2.3 Classifying algorithms as validated or non-validated
When post-marketing database studies require the use of validated algorithms as a regulatory condition, this requirement is generally documented in the pharmacovigilance planning section of the J-RMP. We investigated plans to use a validated algorithm for the definition of a study element in a post-marketing database study corresponding to a main concern in each issue. If no description indicated the use of a validated algorithm, or the use of such an algorithm was considered, these issues were treated as “planned to use a non-validated claims-based algorithm.” When the use of a validated algorithm was clearly described, these issues were treated as “planned to use a validated claims-based algorithm,” including cases referring to an existing validated algorithm and those involving a new validation study. An MAH may plan to use validated algorithms even without regulatory requirements; however, as these cases are not described in the J-RMP, they were considered outside the scope of this study.
2.4 Covariates
We considered the following covariates in our analysis: types of issue (effectiveness issues, important identified risks, important potential risks, and important missing information); study elements in post-marketing database studies corresponding to a main concern in each issue (outcome, population, and exposure); ICD-10 major classification of issues (only for outcomes); and fiscal year (April–March) when post-marketing database studies were added to J-RMPs.
2.5 Statistical analysis
We calculated the proportion of issues planning to use a validated claims-based algorithm, as defined via claims data. We conducted subgroup analyses according to the issue type, study element, fiscal year (FY 2017-18, FY 2019-20, FY 2021-22), and ICD-10 major classification of issues.
3 Results
Eighty-seven post-marketing database studies covering 139 issues were included as candidates. We excluded 71 issues, including 23 under database selection, one with insufficiently documented definition, two that were not listed in the effectiveness or safety specifications of the J-RMP, and 45 defined using data other than claims data (24 laboratory test results, 20 registry data, and one primary data collection for outcome). The excluded issues are listed in Supplementary Tables S1, S2. The study cohort consisted of 68 issues defined using claims-based algorithms (Figure 1).

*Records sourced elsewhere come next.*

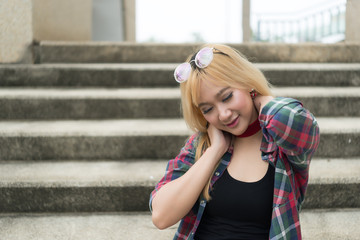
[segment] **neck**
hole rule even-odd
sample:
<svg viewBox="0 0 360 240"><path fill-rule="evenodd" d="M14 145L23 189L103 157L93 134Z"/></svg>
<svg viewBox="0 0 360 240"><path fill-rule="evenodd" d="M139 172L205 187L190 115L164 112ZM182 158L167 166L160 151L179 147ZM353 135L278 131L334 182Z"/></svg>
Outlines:
<svg viewBox="0 0 360 240"><path fill-rule="evenodd" d="M237 135L236 137L238 137L238 138L251 137L251 136L255 135L256 133L258 133L260 131L260 129L261 129L261 127L260 127L259 119L256 118L256 120L248 126L248 128L245 130L245 132L243 132L241 135Z"/></svg>

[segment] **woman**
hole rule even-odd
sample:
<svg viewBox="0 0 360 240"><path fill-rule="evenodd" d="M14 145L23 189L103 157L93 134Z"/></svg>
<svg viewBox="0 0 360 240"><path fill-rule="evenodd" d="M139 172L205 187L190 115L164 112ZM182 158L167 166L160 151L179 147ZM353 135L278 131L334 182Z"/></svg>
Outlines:
<svg viewBox="0 0 360 240"><path fill-rule="evenodd" d="M195 134L151 193L155 226L181 220L174 239L301 239L313 115L228 46L206 45L174 76Z"/></svg>

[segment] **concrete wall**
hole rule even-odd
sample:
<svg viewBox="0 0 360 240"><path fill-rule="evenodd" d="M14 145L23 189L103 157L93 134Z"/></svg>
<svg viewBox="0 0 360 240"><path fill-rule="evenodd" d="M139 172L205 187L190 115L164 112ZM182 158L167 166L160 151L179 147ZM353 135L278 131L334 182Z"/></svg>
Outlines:
<svg viewBox="0 0 360 240"><path fill-rule="evenodd" d="M121 0L93 0L92 40L123 41Z"/></svg>
<svg viewBox="0 0 360 240"><path fill-rule="evenodd" d="M0 0L0 63L32 61L31 0Z"/></svg>
<svg viewBox="0 0 360 240"><path fill-rule="evenodd" d="M346 42L360 42L360 0L346 2Z"/></svg>
<svg viewBox="0 0 360 240"><path fill-rule="evenodd" d="M37 41L90 41L92 0L32 0Z"/></svg>

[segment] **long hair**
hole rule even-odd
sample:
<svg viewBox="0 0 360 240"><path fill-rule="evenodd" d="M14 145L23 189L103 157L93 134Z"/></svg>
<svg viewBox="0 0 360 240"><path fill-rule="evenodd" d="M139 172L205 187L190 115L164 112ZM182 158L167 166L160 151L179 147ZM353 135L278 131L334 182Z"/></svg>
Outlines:
<svg viewBox="0 0 360 240"><path fill-rule="evenodd" d="M207 134L207 121L197 107L202 81L211 81L218 86L229 86L242 90L255 89L260 95L264 96L273 95L270 90L270 84L263 73L242 56L240 52L220 44L206 44L202 47L214 48L212 62L203 69L192 67L189 79L180 84L181 108L185 122L191 130L200 132L195 161L210 146L210 139ZM194 55L189 56L187 61L190 61L193 57ZM210 200L210 180L211 177L203 189L203 195L207 200Z"/></svg>

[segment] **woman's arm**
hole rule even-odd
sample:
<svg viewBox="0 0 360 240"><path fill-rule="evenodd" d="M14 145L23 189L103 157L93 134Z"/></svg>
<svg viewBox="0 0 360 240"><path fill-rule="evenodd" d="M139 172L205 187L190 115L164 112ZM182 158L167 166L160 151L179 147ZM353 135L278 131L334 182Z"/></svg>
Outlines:
<svg viewBox="0 0 360 240"><path fill-rule="evenodd" d="M265 137L275 142L296 169L306 169L319 144L315 117L295 99L259 96L254 104Z"/></svg>
<svg viewBox="0 0 360 240"><path fill-rule="evenodd" d="M182 176L166 183L156 192L151 202L152 221L159 229L174 225L192 209L219 159L228 149L229 137L211 125L208 133L212 145L200 159Z"/></svg>

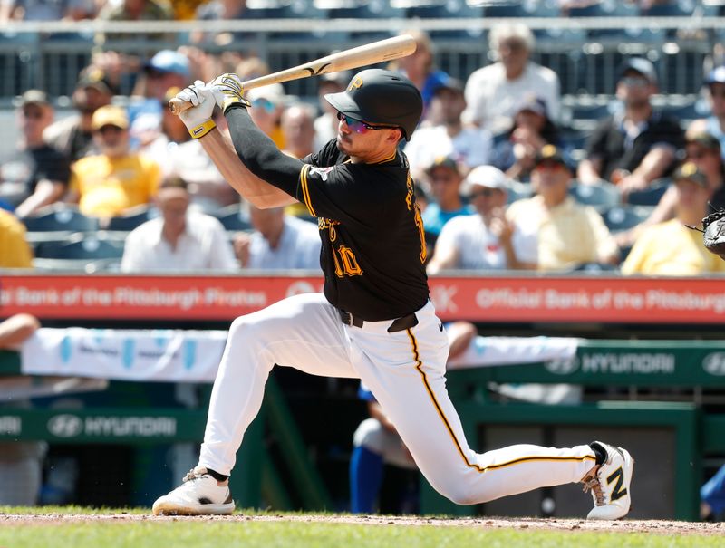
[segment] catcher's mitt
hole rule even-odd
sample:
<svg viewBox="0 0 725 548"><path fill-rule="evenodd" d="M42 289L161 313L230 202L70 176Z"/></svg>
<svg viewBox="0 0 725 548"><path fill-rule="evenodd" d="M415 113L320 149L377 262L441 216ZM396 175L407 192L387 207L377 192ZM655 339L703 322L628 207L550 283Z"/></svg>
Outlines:
<svg viewBox="0 0 725 548"><path fill-rule="evenodd" d="M702 243L708 251L725 260L725 209L702 219Z"/></svg>

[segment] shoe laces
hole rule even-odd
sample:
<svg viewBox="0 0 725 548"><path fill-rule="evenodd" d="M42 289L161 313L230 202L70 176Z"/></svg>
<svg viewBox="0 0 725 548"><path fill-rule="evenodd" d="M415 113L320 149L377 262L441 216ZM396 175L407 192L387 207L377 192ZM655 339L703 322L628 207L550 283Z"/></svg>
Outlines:
<svg viewBox="0 0 725 548"><path fill-rule="evenodd" d="M582 490L585 493L592 492L594 496L595 505L597 506L604 505L604 491L602 488L602 482L599 480L599 468L596 471L590 472L582 478L584 487Z"/></svg>

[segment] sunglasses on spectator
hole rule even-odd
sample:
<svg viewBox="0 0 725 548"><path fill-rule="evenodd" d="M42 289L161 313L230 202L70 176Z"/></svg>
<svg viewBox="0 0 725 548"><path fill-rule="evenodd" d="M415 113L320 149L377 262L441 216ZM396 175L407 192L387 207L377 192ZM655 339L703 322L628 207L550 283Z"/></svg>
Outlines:
<svg viewBox="0 0 725 548"><path fill-rule="evenodd" d="M479 190L471 192L470 197L490 197L498 191L498 188L480 188Z"/></svg>
<svg viewBox="0 0 725 548"><path fill-rule="evenodd" d="M397 126L371 126L361 120L355 120L340 111L337 112L337 120L341 121L344 120L350 130L355 133L365 133L368 130L397 130Z"/></svg>
<svg viewBox="0 0 725 548"><path fill-rule="evenodd" d="M545 160L543 162L539 162L538 164L536 164L534 167L534 169L544 169L544 168L554 169L554 170L564 169L564 165L559 163L559 162L553 162L551 160L549 160L549 161L546 161Z"/></svg>
<svg viewBox="0 0 725 548"><path fill-rule="evenodd" d="M275 103L269 101L268 99L265 99L264 97L260 97L259 99L255 99L252 101L252 107L255 109L262 109L267 114L272 114L275 111Z"/></svg>
<svg viewBox="0 0 725 548"><path fill-rule="evenodd" d="M107 126L102 126L97 130L97 131L101 133L101 135L107 135L108 133L120 133L122 130L121 130L118 126L111 126L111 124Z"/></svg>

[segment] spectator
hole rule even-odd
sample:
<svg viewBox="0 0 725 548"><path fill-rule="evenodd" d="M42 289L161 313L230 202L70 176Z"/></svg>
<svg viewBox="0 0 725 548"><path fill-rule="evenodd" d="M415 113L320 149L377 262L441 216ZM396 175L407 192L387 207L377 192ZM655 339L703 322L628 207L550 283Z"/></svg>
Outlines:
<svg viewBox="0 0 725 548"><path fill-rule="evenodd" d="M164 101L168 103L180 91L179 88L169 88ZM139 116L130 126L130 135L140 141L139 152L153 159L163 169L168 166L171 151L191 140L184 122L169 109L162 109L160 116L150 112Z"/></svg>
<svg viewBox="0 0 725 548"><path fill-rule="evenodd" d="M624 111L602 120L589 139L586 158L579 163L582 183L608 180L626 196L669 173L683 133L677 120L652 109L650 100L656 91L652 62L642 57L627 60L616 90Z"/></svg>
<svg viewBox="0 0 725 548"><path fill-rule="evenodd" d="M3 213L0 211L0 218ZM23 342L39 327L40 322L30 314L15 314L0 322L0 349L20 350ZM14 405L26 406L27 402ZM0 505L34 506L37 504L46 450L44 442L0 442Z"/></svg>
<svg viewBox="0 0 725 548"><path fill-rule="evenodd" d="M700 517L721 520L725 513L725 465L700 488Z"/></svg>
<svg viewBox="0 0 725 548"><path fill-rule="evenodd" d="M508 178L528 180L536 155L545 145L561 147L556 126L546 115L546 104L534 95L524 100L511 129L494 148L491 164Z"/></svg>
<svg viewBox="0 0 725 548"><path fill-rule="evenodd" d="M215 111L213 118L218 130L226 133L227 119L221 110ZM186 133L188 135L188 131ZM162 167L165 178L186 181L194 209L213 213L239 201L239 195L227 183L201 143L195 139L172 146Z"/></svg>
<svg viewBox="0 0 725 548"><path fill-rule="evenodd" d="M68 187L68 159L43 139L53 118L44 92L28 90L23 94L16 111L22 137L11 156L0 162L0 199L20 218L58 201Z"/></svg>
<svg viewBox="0 0 725 548"><path fill-rule="evenodd" d="M32 268L33 252L25 240L25 226L0 209L0 269Z"/></svg>
<svg viewBox="0 0 725 548"><path fill-rule="evenodd" d="M465 108L460 81L449 78L436 88L429 110L431 123L418 128L405 146L413 178L420 178L430 159L440 155L455 158L464 177L488 163L491 134L480 128L464 128L460 115Z"/></svg>
<svg viewBox="0 0 725 548"><path fill-rule="evenodd" d="M529 61L535 46L531 30L523 23L498 24L489 33L488 44L499 61L469 77L464 122L494 135L507 131L523 99L532 93L544 100L549 120L557 122L559 78L554 71Z"/></svg>
<svg viewBox="0 0 725 548"><path fill-rule="evenodd" d="M701 227L707 215L712 194L707 176L687 162L672 179L677 191L675 217L643 231L622 265L622 274L691 276L725 272L725 261L705 249L701 234L688 228Z"/></svg>
<svg viewBox="0 0 725 548"><path fill-rule="evenodd" d="M198 6L197 19L199 21L234 21L249 16L246 0L211 0ZM254 33L204 33L195 31L191 34L194 43L212 43L217 46L229 45L254 36Z"/></svg>
<svg viewBox="0 0 725 548"><path fill-rule="evenodd" d="M409 29L401 31L400 34L410 34L415 40L415 52L401 57L391 63L391 70L397 70L405 74L420 91L423 98L423 113L420 116L421 124L428 119L428 108L433 93L438 87L445 83L450 76L435 67L433 57L433 43L430 36L420 29Z"/></svg>
<svg viewBox="0 0 725 548"><path fill-rule="evenodd" d="M82 73L72 95L76 114L68 116L48 127L43 138L49 145L72 162L97 154L93 147L91 120L101 107L111 104L111 84L102 69L88 67Z"/></svg>
<svg viewBox="0 0 725 548"><path fill-rule="evenodd" d="M314 149L319 150L337 137L337 109L324 101L327 93L344 91L351 75L347 72L327 72L317 79L317 98L322 114L314 120ZM416 135L417 133L413 133Z"/></svg>
<svg viewBox="0 0 725 548"><path fill-rule="evenodd" d="M704 83L710 101L710 115L692 120L687 133L710 133L720 142L720 154L725 155L725 65L712 69Z"/></svg>
<svg viewBox="0 0 725 548"><path fill-rule="evenodd" d="M709 133L688 132L685 135L685 160L697 166L708 179L708 187L712 192L710 198L711 207L715 209L725 207L725 162L720 154L720 141ZM647 226L673 218L678 199L677 188L671 185L645 221L614 236L620 247L631 247Z"/></svg>
<svg viewBox="0 0 725 548"><path fill-rule="evenodd" d="M572 174L561 152L546 145L534 163L536 196L508 207L508 218L538 233L538 270L576 268L587 263L616 264L619 249L601 216L569 196Z"/></svg>
<svg viewBox="0 0 725 548"><path fill-rule="evenodd" d="M101 218L150 203L160 182L160 168L156 162L130 152L129 119L123 109L101 107L91 125L101 153L73 164L66 200L80 204L85 215Z"/></svg>
<svg viewBox="0 0 725 548"><path fill-rule="evenodd" d="M188 211L189 201L184 181L163 182L156 197L161 215L128 236L122 272L238 269L224 226L212 216Z"/></svg>
<svg viewBox="0 0 725 548"><path fill-rule="evenodd" d="M246 91L246 99L252 103L249 109L252 120L284 150L286 143L280 124L285 111L285 88L281 83L254 88Z"/></svg>
<svg viewBox="0 0 725 548"><path fill-rule="evenodd" d="M426 175L434 201L423 210L423 226L427 233L438 236L448 221L459 215L471 215L473 208L460 195L463 176L454 158L439 156L428 167Z"/></svg>
<svg viewBox="0 0 725 548"><path fill-rule="evenodd" d="M436 241L429 274L446 269L536 269L537 239L530 224L515 225L505 216L506 175L492 166L479 166L466 178L468 194L478 215L450 219Z"/></svg>
<svg viewBox="0 0 725 548"><path fill-rule="evenodd" d="M234 241L243 268L320 270L317 226L286 215L284 207L249 207L255 231L240 232Z"/></svg>

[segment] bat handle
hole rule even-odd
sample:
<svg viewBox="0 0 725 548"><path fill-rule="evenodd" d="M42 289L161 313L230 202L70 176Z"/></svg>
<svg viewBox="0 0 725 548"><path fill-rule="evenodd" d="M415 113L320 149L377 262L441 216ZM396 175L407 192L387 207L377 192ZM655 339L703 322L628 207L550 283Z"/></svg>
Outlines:
<svg viewBox="0 0 725 548"><path fill-rule="evenodd" d="M169 101L169 110L171 111L173 114L179 116L184 111L191 108L191 103L187 102L186 101L181 101L180 99L177 99L174 97L171 101Z"/></svg>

Figure 1. Study cohort selection. J- RMP: Japanese Risk Management Plan. (a) The database was maintained by the EPS corporation. (b) When different post-marketing database studies within a J-RMP assessed the same issue, the issue was counted for each study. When multiple issues (e.g., important identified risk and important missing information) were covered within a single database study, each issue was counted separately.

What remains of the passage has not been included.